Chicago Board of Trade July corn futures settled up 7-1/2 cents at $3.24-3/4 a bushel (all figures US$).

Analysts said the move did nothing to change the underlying fundamentals that have cast a bearish tone over corn due to expectations of lower demand for ethanol.

“Sustaining a rally would necessitate a flip in the fundamentals — from one of burdensome surplus to one of supply concerns,” said Arlan Suderman, chief commodities economist at INTL FCStone.

The Energy Information Administration said that U.S. ethanol output fell 7,000 barrels per day to an all-time low of 563,000 b.p.d. in the week ended April 17.
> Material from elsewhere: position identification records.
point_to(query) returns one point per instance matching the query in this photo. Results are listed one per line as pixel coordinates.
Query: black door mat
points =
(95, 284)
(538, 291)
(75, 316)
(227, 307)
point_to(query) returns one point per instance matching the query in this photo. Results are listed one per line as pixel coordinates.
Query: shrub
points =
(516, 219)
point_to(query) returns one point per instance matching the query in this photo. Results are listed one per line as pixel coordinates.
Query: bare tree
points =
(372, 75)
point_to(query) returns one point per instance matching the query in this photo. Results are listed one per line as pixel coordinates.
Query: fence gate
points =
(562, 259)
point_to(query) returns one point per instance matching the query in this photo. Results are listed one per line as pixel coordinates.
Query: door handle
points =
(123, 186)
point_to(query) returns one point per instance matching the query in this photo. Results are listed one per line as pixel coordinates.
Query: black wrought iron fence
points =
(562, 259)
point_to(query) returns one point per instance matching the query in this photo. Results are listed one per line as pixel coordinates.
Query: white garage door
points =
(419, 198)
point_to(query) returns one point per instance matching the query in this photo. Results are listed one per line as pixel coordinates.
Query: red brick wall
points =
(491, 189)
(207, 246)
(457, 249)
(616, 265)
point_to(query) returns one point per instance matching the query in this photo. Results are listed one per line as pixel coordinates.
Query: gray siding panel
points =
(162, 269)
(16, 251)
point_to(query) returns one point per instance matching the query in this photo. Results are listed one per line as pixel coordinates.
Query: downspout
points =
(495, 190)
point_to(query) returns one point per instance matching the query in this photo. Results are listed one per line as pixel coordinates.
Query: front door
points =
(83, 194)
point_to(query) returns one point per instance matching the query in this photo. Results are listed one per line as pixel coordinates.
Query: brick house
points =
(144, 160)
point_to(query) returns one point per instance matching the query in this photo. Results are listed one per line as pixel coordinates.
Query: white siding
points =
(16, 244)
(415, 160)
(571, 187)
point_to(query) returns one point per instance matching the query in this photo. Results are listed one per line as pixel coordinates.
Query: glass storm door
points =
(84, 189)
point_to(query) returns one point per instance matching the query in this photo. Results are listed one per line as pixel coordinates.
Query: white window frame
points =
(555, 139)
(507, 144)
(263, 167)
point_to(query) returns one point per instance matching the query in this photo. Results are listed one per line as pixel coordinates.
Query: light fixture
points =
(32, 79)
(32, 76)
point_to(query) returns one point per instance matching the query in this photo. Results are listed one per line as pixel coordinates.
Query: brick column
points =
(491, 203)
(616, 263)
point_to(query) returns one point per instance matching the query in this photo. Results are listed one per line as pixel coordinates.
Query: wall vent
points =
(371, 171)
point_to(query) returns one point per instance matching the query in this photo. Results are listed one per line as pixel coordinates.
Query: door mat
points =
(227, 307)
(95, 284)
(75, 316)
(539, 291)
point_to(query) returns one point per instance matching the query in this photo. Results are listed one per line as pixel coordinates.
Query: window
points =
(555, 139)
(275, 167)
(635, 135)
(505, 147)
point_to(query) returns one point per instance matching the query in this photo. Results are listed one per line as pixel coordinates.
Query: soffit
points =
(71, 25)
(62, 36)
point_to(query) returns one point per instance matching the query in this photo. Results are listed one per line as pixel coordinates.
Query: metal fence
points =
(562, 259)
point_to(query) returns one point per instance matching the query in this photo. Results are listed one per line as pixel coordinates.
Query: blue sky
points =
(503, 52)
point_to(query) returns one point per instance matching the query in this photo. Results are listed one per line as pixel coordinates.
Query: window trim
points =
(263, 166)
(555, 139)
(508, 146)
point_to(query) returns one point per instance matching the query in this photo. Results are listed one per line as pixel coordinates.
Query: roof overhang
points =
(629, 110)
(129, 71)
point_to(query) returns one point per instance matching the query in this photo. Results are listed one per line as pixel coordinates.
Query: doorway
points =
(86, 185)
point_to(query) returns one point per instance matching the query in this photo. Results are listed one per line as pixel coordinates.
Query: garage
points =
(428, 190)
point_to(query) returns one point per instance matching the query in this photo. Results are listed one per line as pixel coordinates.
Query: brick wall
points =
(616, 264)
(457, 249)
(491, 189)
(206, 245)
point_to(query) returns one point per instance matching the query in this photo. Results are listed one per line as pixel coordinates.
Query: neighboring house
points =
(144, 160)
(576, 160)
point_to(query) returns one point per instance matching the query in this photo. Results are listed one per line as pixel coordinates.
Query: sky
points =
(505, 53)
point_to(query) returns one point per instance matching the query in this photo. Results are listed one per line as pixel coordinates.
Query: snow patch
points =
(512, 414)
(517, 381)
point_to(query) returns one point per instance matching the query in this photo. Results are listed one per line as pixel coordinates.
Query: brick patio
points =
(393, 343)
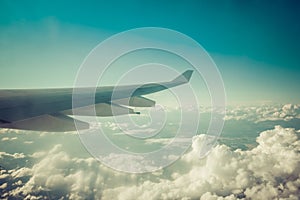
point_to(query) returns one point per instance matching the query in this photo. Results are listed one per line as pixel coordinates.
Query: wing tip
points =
(184, 77)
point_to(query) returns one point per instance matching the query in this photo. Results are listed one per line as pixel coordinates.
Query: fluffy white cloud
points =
(270, 170)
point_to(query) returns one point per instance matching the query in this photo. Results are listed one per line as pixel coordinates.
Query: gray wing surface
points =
(48, 109)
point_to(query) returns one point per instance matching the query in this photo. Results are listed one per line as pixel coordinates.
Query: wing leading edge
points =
(48, 109)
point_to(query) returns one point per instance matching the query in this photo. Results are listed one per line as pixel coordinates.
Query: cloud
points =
(9, 139)
(269, 170)
(263, 113)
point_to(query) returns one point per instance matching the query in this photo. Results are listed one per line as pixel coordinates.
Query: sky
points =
(254, 44)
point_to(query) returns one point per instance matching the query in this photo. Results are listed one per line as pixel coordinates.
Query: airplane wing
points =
(49, 109)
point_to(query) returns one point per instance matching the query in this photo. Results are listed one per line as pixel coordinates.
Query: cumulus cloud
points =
(270, 170)
(264, 113)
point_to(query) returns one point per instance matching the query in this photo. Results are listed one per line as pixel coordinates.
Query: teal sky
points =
(255, 44)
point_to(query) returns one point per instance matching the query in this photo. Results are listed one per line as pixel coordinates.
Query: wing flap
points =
(51, 122)
(101, 110)
(136, 101)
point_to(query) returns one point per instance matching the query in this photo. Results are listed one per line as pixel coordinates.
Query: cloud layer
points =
(269, 170)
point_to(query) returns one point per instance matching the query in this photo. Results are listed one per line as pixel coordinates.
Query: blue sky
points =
(255, 44)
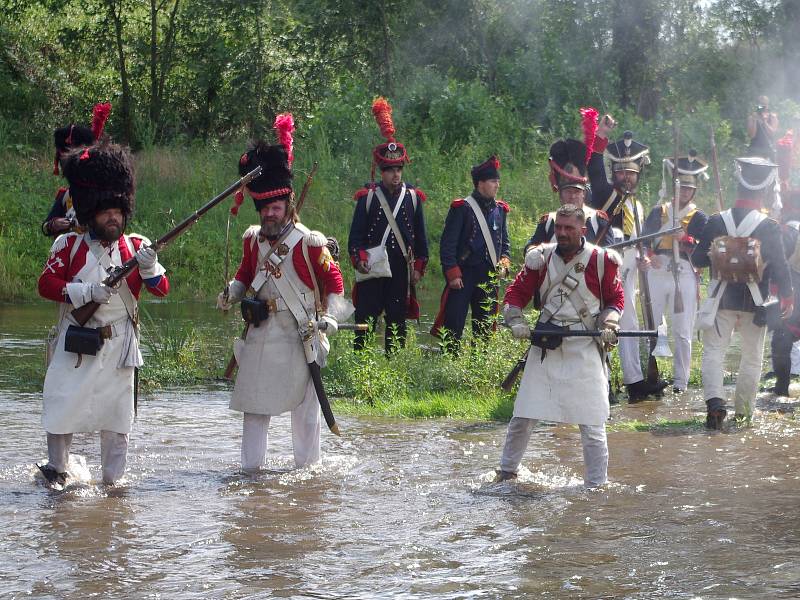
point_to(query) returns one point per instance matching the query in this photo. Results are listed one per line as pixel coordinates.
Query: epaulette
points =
(614, 256)
(315, 239)
(363, 191)
(139, 236)
(61, 242)
(251, 231)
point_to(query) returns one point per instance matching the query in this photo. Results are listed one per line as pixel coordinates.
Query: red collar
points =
(750, 204)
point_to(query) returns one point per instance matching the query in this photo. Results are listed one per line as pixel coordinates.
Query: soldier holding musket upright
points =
(474, 248)
(660, 259)
(568, 160)
(388, 245)
(614, 171)
(89, 384)
(295, 303)
(745, 250)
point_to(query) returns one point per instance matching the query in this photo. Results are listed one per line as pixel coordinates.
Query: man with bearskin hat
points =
(568, 160)
(388, 245)
(61, 217)
(659, 262)
(614, 171)
(744, 247)
(566, 383)
(84, 392)
(474, 250)
(291, 294)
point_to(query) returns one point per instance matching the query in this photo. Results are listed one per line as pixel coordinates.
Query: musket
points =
(647, 304)
(677, 304)
(508, 383)
(644, 238)
(83, 313)
(227, 258)
(715, 163)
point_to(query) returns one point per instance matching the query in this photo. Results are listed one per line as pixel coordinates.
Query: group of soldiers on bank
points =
(291, 287)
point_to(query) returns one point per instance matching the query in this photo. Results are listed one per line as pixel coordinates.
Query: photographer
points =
(761, 127)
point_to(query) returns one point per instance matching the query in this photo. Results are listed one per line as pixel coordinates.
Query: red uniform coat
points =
(326, 271)
(59, 270)
(527, 282)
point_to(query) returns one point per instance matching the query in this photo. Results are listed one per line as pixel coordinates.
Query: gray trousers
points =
(113, 453)
(593, 439)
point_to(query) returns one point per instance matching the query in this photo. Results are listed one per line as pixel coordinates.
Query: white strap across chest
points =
(487, 237)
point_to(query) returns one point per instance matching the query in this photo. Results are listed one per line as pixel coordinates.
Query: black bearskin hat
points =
(568, 164)
(275, 181)
(100, 177)
(489, 169)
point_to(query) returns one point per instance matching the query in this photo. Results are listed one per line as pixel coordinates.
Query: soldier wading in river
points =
(295, 303)
(567, 382)
(89, 384)
(744, 248)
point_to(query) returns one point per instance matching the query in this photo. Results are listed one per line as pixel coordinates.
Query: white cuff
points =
(79, 293)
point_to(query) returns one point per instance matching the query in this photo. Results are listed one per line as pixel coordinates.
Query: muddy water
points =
(402, 509)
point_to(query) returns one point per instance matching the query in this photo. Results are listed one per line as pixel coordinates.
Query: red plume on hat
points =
(382, 111)
(589, 125)
(284, 127)
(100, 114)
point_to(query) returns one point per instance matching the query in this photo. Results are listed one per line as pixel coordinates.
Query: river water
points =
(396, 509)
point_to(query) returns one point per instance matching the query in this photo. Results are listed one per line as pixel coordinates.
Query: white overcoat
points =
(571, 384)
(98, 394)
(273, 373)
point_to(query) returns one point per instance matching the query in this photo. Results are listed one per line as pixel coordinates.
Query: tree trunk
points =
(115, 12)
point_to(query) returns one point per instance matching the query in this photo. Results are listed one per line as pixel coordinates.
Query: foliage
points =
(196, 69)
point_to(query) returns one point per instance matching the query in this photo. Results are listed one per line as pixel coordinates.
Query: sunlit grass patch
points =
(659, 425)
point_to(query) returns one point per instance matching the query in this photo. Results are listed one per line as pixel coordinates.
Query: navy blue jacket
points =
(768, 232)
(463, 245)
(366, 230)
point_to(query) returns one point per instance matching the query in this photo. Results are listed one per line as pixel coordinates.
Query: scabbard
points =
(324, 404)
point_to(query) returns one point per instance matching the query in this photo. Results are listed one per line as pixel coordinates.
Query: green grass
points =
(659, 425)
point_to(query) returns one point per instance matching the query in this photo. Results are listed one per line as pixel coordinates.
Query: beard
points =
(272, 229)
(109, 232)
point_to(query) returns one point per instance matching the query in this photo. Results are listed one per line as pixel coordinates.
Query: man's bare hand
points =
(456, 284)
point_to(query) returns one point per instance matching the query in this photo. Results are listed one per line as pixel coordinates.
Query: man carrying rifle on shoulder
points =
(660, 259)
(295, 303)
(567, 381)
(89, 384)
(614, 172)
(745, 251)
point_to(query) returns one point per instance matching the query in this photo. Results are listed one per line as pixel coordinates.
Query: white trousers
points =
(629, 356)
(113, 453)
(716, 341)
(593, 439)
(662, 296)
(305, 434)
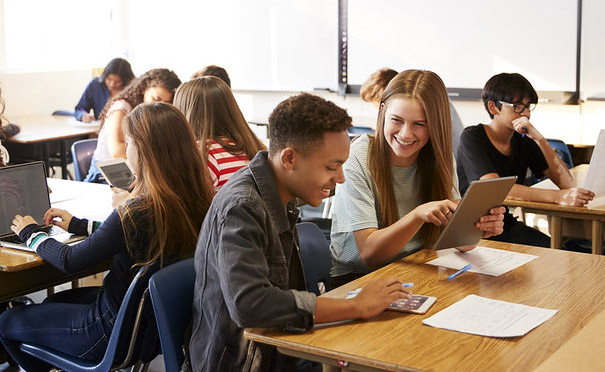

CBOT July soft red winter wheat was down 2-1/2 cents at $5.43-3/4 a bushel.

Wheat had rallied more than two per cent earlier in the week after USDA said the condition of the national crop was below market expectations, stoking fears of tight supplies.

Chicago Board of Trade July soybean futures were 1-3/4 cents higher at $8.42-1/2 a bushel.

The contract was trading off its highs after hitting technical resistance at it neared its 10-day moving average.

Chinese importers signed deals to buy at least three bulk shipments of U.S. soybeans this week after prices sank to an 11-month low on Tuesday as part of a broad-based commodities sell-off due to the coronavirus outbreak, according to government and private sources.

The U.S. Department of Agriculture said on Wednesday morning that private exporters reported the sale of 198,000 tonnes of soybeans, or about three bulk cargoes, to China in the 2019-20 marketing year.